Looking at the code for the PortugueseAnalyzer
and the BrazilianAnalyzer
, it looks like these analyzers are performing stemming. (I'm a little new to coding Lucene, so it's not something I expected.) So for indexing, maybe this is what the authors intended. Perhaps "você" is a stem for "você" and "vocês". And I guess "volt" is the stem of the verb (infinitive form) "voltar". (But "saudad" is not what I would expect for the stem of "saudade", but again, this aspect of text analysis is a bit new to me.)

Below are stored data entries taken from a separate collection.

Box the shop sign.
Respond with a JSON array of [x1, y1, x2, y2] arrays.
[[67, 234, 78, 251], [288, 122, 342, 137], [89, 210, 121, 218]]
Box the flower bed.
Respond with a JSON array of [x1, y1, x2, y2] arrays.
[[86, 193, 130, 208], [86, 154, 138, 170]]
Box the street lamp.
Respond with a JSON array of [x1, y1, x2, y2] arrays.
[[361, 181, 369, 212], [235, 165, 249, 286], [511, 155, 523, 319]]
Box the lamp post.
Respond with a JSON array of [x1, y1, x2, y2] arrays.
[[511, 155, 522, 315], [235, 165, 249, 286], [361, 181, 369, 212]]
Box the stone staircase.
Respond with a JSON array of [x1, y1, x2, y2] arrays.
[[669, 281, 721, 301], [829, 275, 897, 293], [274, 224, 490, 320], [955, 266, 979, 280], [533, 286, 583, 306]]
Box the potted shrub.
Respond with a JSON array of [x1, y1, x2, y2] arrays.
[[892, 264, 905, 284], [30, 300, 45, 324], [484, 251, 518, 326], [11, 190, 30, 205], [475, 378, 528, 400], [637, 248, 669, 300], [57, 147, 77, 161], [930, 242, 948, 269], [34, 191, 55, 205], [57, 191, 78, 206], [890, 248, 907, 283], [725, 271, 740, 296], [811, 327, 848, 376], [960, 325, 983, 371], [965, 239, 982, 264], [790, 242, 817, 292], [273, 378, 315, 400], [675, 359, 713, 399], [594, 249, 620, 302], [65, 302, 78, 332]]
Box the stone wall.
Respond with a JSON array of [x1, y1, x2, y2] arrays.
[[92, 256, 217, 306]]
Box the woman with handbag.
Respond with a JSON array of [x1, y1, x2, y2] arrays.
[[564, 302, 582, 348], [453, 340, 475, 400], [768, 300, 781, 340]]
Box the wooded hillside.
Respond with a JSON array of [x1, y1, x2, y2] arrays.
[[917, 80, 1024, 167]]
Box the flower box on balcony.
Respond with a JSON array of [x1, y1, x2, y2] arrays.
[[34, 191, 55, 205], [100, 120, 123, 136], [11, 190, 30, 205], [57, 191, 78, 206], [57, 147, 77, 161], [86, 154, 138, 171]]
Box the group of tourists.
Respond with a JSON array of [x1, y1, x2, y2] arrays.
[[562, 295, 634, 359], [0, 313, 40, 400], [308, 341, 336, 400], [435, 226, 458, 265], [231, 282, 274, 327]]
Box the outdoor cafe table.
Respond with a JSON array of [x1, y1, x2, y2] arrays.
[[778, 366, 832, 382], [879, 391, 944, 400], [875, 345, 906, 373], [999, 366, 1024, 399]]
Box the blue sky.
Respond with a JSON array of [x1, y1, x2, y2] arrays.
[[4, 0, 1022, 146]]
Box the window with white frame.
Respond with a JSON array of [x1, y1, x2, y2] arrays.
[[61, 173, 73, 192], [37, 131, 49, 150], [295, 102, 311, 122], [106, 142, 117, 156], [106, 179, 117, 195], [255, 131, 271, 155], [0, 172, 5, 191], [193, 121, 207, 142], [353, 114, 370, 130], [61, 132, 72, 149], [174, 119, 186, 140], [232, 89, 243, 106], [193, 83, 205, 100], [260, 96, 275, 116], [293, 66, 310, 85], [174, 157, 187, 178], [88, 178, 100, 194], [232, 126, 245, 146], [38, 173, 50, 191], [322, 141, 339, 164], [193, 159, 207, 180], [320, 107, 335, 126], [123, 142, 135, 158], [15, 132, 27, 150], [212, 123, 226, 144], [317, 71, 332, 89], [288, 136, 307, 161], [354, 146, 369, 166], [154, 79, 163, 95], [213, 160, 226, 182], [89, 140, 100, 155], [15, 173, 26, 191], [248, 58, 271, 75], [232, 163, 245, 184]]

For my particular use case, I just want to tokenize the words and skip stop words. I can't find a way to turn off stemming for the PortugueseAnalyzer
and the BrazilianAnalyzer
, so I guess I'll just use a StandardAnalyzer
but use the stop words from the language-specific analyzer, like this:
final Analyzer analyzer;
try (BrazilianAnalyzer ptBRAnalyzer = new BrazilianAnalyzer()) {
analyzer = new StandardAnalyzer(ptBRAnalyzer.getStopwordSet());
}
That's a little roundabout, but at least that gives me more what I was looking for:
StandardAnalyzer
: a saudade é dor volta meu amor
StandardAnalyzer
with PortugueseAnalyzer
stop words: saudade é dor volta amor
StandardAnalyzer
with BrazilianAnalyzer
stop words: saudade é dor volta meu amor
That's better. But apparently the Portuguese analyzer thinks "meu" is a stop word, even though the Brazilian analyzer does not. I would guess that the word for "my" pretty much means the same in Portugal Portuguese and Brazilian Portuguese; it seems odd the two analyzers would disagree on whether it should be a stop word by default.